Steffen Reuter, Patrick Knippel and Leander Carell • Producers
by Martin Blaney – German Films
25/06/2012 - A fortunate twist of fate brought Steffen Reuter and Patrick Knippel’s Berlin-based company Filmkollektiv together with Leander Carell’s colorfully named outfit Schmidtz Katze in the east German town of Halle in 2002.
The two young Berlin producers located the shooting of their production of Igor Zarizki’s erotic thriller Devot in Halle, while Carell’s Schmidtz Katze came on board the production of Christoph Hochhäusler’s feature debut This Very Moment as a co-producer.
“We got to know each other during the shoots and realized that we are cut from the same cloth,” Reuter recalls. “And that has stayed the same to this day – we have the same goal in every respect and complement one another in what we do.” Both films were then shown at the 2003 Berlinale and the decision came for the trio to join forces as Schmidtz Katze Filmkollektiv (SKF).

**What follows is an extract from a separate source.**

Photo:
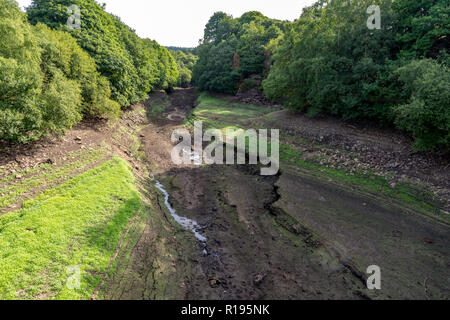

“In essence, Patrick is responsible for corporate and business affairs at the company, Leander looks after sales and distribution and is the deal-maker, and I concentrate more on the development, financing and production of the feature film projects,” Reuter explains.
Although international co-production has featured prominently from very early on at SKF, this wasn’t because the three partners had made a conscious decision to concentrate on co-productions.
“The stories were what convinced us,” Knippel says. “We now have a great portfolio of titles and the tool of the coproduction was one of the means we used to realize them,” Reuter adds. “It’s also fun to get to know other cultures because we travel so much and can speak several languages.”
Recent examples of SKF working with co-producers are Lisa Ohlin’s epic drama Simon and the Oaks [trailer], produced with Sweden’s Göta Film, Denmark’s Asta Film and Norway’s Filmkameratene, and Agnieszka Holland’s Second World War drama In Darkness, co-produced with Poland’s Studio Filmowe Zebra and Canada’s The Film Works.
“Co-production is also a way to ensure that one has distribution in other territories,” Knippel suggests, pointing out that Finnish filmmaker Petri Kotwica’s Black Ice stayed at the No. 1 spot in Finland for six weeks, Simon and the Oakswas in Swedish cinemas for over 12 weeks and took more than $4 million, and In Darknesshas attracted more than 1 million cinema-goers in Poland.
“Now we have come to a point where the SKF label has earned the trust of financiers like distributors, sales agents and film funders so that we can embark on bigger projects,” Reuter explains.
Two of these projects are indicative of the emotional cinema the company wants to deliver in the future: Gladow’s Gang, a drama based on true events about the gangster Werner Gladow, the so-called “Al Capone of Alexanderplatz” in post-war Berlin, and Heart of Stone, an adaptation of Wilhelm Hauff’s dark fairytale set in the late 17th century. “The screenplays are developed so that they will appeal through the emotions to a broad mass of people,” Reuter adds. “The projects we are now planning have a clear entertainment factor, and, at the same time, not all of them will be in German, some we will shoot in English.”
“It is a question of authenticity,” Knippel suggests. For example, the decision to not shoot In Darkness in English but in the original languages [Polish, German, Yiddish and Ukrainian] was the right one. One has to see where the market is for each project and position it accordingly.”
The other projects in SKF’s development portfolio include The Black Art, an English-language drama about Johannes Gutenberg and his invention of printing with movable type in the 15th century; Michael Hegner’s mix of 3D animation and live action in How Tom & Esther Saved The World; and another English-language project, Palace of Tears, based on a screenplay by Russell Gilwee about a couple separated by the Berlin Wall in 1962.